# mal was neues



## sps-concept (11 Dezember 2019)

Mal was neues... Und nun könnt ihr meckern.




André


----------



## volker (15 Dezember 2019)

Ich mecker jetzt mal.
Wie wärs mit ner kleinen Erklärung zu dem was du da postest ohne das ich in die Kristallkugel schauen muss.


----------



## Blockmove (15 Dezember 2019)

volker schrieb:


> Ich mecker jetzt mal.
> Wie wärs mit ner kleinen Erklärung zu dem was du da postest ohne das ich in die Kristallkugel schauen muss.



Ich häng mich mal dran


----------



## DeltaMikeAir (15 Dezember 2019)

Also ich habe auch schon überlegt was das Tool macht bzw. kann.
Ich wäre auch an einer kurzen Erklärung interessiert.


----------



## Kieler (16 Dezember 2019)

Das soll sicherlich eine Art Referenzliste sein. Text wäre natürlich gut.


----------



## Ralle (16 Dezember 2019)

Manche ziehen es einfach auf sich  Da reichen glatt 8 Worte!


----------



## Captain Future (17 Dezember 2019)

Ich häng mich auch mal dran...... 
war auch mal auf der HP.. aus Neugier aber auch da nichts dazu gefunden.


----------



## sps-concept (24 Dezember 2019)

Hallo,

ja es hängt mit der Auswertung der Referenzdaten zusammen. Das ist in TIA noch etwas rudimentär. Man kann diese dann zB auch in Excel auswerten, bekommt bei nicht verwendeten Variablen nicht jede einzelne nicht verwendete aus einer Variablen mit Datentyp UDT, sondern nur die "Hauptvariable. Beschaltungsprüfungen von Bausteinaufrufen sind möglich, sofern man objektorientiert programmiert. Natürlich sollte da die Symboltabelle nicht mit Tag_1 anfangen und mit Tag_x aufhören.

André


----------



## Captain Future (30 Dezember 2019)

Und kann man das auf deiner Homepage laden oder willst du das verkaufen ?
Wo liegt deiner Meinung nach der Vorteil? 

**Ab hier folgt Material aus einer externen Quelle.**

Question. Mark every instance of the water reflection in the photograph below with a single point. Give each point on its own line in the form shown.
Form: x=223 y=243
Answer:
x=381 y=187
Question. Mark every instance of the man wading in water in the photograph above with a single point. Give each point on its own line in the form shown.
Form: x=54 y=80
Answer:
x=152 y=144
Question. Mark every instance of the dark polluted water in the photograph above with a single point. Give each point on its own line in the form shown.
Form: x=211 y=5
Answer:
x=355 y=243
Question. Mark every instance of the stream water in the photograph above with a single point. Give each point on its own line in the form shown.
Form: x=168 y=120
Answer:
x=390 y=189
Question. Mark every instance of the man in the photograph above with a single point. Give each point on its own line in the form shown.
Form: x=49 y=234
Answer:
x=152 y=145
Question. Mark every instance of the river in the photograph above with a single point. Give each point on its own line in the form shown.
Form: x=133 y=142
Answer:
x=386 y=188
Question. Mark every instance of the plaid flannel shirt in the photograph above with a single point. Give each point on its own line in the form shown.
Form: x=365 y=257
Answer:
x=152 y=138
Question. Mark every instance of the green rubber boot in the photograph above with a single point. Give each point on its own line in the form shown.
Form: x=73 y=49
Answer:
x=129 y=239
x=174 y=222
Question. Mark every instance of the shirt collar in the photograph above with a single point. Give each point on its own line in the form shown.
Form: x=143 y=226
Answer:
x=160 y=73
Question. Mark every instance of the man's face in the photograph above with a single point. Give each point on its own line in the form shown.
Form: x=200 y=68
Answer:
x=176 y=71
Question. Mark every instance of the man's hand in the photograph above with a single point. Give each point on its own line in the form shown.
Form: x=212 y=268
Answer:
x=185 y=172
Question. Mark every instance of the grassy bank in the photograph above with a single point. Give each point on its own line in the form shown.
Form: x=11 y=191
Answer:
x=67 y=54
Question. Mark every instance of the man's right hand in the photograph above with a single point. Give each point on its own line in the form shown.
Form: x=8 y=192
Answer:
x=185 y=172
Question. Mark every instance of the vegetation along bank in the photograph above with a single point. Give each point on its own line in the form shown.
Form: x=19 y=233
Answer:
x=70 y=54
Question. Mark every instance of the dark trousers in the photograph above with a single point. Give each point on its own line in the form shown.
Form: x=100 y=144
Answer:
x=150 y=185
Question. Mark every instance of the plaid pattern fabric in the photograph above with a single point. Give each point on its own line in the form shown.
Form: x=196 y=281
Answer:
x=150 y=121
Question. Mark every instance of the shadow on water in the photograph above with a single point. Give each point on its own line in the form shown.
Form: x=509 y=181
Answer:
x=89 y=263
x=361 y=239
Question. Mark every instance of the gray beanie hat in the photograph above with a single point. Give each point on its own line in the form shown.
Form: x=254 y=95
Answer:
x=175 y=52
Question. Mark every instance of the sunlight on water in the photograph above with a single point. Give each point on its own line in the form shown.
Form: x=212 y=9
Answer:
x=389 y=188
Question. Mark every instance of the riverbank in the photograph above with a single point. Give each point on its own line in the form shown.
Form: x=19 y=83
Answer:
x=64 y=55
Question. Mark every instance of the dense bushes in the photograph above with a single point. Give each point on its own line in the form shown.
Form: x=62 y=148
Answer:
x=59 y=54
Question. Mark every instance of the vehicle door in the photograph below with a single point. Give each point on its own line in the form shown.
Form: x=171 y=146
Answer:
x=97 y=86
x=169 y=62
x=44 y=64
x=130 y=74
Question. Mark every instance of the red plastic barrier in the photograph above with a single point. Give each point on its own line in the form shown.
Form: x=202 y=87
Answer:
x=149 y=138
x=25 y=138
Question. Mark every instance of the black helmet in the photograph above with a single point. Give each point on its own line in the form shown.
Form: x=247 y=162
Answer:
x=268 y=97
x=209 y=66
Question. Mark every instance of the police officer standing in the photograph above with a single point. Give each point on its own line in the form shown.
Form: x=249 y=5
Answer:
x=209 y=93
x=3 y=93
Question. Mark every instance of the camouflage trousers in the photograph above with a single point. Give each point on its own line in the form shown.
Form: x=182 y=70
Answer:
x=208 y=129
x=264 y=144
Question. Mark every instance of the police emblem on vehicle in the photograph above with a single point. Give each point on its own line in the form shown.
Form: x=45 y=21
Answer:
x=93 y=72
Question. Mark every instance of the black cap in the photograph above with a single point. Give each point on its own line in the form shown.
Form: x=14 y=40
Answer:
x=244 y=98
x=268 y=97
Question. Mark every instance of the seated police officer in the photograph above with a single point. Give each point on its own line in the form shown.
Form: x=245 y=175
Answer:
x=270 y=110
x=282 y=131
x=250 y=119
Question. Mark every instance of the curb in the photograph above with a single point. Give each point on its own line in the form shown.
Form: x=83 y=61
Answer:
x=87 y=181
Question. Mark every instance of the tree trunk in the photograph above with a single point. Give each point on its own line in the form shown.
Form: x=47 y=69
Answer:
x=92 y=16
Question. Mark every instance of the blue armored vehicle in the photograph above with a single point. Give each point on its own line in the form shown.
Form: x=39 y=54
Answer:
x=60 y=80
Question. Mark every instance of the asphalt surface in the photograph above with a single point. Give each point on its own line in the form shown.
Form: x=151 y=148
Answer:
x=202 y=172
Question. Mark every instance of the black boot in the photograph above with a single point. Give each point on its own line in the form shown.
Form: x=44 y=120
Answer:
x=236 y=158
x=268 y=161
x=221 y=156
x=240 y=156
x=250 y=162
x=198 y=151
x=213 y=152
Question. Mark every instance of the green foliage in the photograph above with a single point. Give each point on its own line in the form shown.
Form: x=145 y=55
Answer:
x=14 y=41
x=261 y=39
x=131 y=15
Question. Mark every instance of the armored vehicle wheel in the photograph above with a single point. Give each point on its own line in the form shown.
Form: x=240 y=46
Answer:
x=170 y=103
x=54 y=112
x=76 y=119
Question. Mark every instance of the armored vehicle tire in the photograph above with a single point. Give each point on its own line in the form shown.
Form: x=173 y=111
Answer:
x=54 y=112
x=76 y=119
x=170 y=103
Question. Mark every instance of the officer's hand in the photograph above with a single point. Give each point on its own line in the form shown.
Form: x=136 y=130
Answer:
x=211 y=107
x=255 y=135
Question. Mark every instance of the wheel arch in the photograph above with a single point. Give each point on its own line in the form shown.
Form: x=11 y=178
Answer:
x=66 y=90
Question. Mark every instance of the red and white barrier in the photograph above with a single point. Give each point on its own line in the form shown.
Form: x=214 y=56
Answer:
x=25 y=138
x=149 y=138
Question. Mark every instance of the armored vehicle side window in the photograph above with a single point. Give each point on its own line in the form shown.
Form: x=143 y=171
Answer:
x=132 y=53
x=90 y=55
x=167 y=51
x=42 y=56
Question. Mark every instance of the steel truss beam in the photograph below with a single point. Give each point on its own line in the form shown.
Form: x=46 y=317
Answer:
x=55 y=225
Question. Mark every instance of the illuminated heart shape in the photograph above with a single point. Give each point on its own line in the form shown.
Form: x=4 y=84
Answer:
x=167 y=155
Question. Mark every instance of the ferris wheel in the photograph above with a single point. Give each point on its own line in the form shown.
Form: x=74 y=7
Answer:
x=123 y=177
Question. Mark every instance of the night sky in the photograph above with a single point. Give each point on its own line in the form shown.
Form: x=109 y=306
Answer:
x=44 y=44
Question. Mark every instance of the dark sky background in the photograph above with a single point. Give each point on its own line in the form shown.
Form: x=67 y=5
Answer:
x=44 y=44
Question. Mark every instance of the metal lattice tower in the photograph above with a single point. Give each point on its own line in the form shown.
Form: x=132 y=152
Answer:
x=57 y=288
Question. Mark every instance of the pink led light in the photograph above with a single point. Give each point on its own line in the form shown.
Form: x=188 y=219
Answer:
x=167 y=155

So ganz schlau bei einem Bildchen werde ich nicht nicht aus deinem  Beitrag.


----------



## Heinileini (30 Dezember 2019)

Captain Future schrieb:


> So ganz schlau bei einem Bildchen werde ich nicht nicht aus deinem  Beitrag.


Vermutlich ist das das diesjährige WeihnachtsRätsel in einer mal-ganz-was-neuen Form?


----------